The application of fuzzy set-based methodologies to different problems brought, in the end, the desire to move to the theory itself. Particular attention was devoted to the learning process, which was very innovative at the time, as (symbolic) Machine Learning was still in its infancy. In [15] a learning algorithm for automatically acquire fuzzy production rules was described. The rules, and hence the algorithm, were augmented by a mechanism which combined the evidence degrees associated to the input data to obtain the degree of evidence to be assigned to the rule’s output.
Evidence combination was a topic that attracted a lot of attention, owing to its under-constrained nature, and its criticality in approximate reasoning. A large number of approaches aimed at providing a clear semantics to the fuzzy logics had been done, and some comparison was needed in order to assess their respective merits. In [16] Piero, together with Lesmo and Saitta, contributed to the issue. In this paper they discussed some of the problems related to the representation of uncertain knowledge, and to the combination of evidence degrees in rule-based expert systems.

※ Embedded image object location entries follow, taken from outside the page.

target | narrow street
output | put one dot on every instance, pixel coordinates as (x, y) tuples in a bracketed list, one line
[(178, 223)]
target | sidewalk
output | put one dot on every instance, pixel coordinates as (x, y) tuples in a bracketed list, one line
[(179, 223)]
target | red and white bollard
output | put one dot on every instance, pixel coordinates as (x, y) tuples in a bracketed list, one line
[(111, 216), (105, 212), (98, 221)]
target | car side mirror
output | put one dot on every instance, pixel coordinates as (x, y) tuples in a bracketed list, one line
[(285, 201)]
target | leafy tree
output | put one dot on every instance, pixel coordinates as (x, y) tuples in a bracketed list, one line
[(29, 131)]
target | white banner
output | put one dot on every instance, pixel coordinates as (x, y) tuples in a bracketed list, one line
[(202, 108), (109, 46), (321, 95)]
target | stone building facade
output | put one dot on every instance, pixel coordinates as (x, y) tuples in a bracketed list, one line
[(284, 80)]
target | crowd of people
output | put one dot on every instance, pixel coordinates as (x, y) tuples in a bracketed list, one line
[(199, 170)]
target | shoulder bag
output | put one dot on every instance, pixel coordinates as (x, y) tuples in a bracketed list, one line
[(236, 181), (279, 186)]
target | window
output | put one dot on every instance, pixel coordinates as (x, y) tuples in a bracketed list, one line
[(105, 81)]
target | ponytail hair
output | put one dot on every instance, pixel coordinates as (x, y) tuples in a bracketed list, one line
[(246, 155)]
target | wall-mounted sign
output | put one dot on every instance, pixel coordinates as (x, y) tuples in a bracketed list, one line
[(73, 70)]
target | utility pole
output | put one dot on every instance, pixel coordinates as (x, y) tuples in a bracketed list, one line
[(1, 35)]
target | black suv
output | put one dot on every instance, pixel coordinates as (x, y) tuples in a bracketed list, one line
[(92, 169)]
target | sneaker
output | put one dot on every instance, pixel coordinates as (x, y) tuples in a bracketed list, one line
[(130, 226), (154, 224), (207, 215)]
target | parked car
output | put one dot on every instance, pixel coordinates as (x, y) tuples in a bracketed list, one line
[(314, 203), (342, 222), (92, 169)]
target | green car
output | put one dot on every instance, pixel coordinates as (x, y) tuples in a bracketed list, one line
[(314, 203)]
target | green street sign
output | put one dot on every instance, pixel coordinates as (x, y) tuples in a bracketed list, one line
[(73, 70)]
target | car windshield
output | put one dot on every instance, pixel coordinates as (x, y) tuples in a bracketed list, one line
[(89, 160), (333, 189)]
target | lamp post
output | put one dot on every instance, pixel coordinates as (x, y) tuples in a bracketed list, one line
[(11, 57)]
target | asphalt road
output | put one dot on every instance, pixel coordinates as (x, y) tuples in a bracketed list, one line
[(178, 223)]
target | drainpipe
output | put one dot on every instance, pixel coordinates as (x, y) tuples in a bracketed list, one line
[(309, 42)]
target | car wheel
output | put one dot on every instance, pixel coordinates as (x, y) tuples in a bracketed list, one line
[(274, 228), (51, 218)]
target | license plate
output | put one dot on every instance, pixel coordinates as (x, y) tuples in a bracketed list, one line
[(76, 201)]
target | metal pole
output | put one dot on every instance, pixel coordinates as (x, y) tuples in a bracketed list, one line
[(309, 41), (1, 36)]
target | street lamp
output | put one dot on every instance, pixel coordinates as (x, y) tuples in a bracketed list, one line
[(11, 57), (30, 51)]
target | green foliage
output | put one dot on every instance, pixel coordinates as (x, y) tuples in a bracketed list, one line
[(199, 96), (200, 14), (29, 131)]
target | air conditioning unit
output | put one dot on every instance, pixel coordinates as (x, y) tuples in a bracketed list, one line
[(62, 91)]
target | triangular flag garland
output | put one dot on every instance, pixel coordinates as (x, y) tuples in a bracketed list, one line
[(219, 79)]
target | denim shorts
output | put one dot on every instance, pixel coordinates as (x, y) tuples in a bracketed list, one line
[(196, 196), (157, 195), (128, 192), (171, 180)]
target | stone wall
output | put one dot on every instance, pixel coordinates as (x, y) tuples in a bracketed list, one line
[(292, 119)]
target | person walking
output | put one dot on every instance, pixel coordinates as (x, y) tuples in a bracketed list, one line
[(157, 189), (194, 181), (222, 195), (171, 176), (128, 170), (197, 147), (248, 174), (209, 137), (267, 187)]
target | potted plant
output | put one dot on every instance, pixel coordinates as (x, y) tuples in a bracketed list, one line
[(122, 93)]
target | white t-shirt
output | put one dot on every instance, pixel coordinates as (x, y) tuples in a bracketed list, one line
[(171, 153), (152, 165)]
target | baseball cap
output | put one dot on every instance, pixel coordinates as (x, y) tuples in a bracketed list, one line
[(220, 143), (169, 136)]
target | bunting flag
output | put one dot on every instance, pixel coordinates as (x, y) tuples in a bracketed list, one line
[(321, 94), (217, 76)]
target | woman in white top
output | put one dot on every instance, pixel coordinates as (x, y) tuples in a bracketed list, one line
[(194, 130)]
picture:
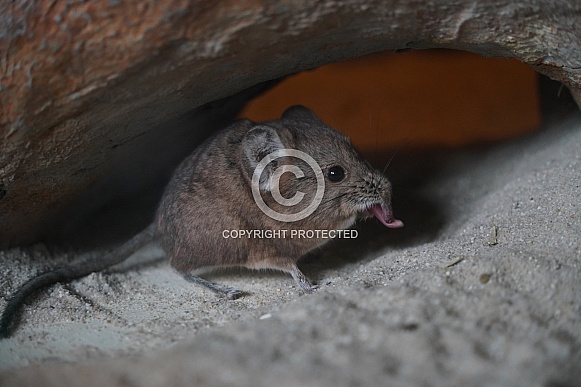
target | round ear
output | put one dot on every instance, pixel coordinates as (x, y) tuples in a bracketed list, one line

Some of the methods proposed in the literature were analysed, with particular attention to the Subjective Bayesian Probability (used in PROSPECTOR) and the Confirmation Theory adopted in MYCIN. The paper presented then an integrated approach based on Possibility Theory for evaluating the degree of match between the set of conditions occurring in the antecedent of a production rule and the input data; in addition, the input degree of evidence was combined with the strength of the rule itself in order to obtain the evidence of the consequent. Furthermore, an algorithm for combining evidence degrees coming from different pieces of knowledge was proposed. Finally, a new semantics for the logical operators AND and OR was introduced, as well a definition of some numerical quantifiers like AT LEAST n, AT MOST n, EXACTLY n.
Piero’s interest for evidence-based approximate reasoning in general, and for fuzzy sets in particular, lasted for a few more years [17, 18], while more sophisticated and more deep types of reasoning (causality, abduction, model-based approaches) became more and more attractive. Piero’s gradual change of focus coincided with that of his traditional coworkers, Lesmo and Saitta, the former devoting his full attention to natural language processing and the latter to machine learning.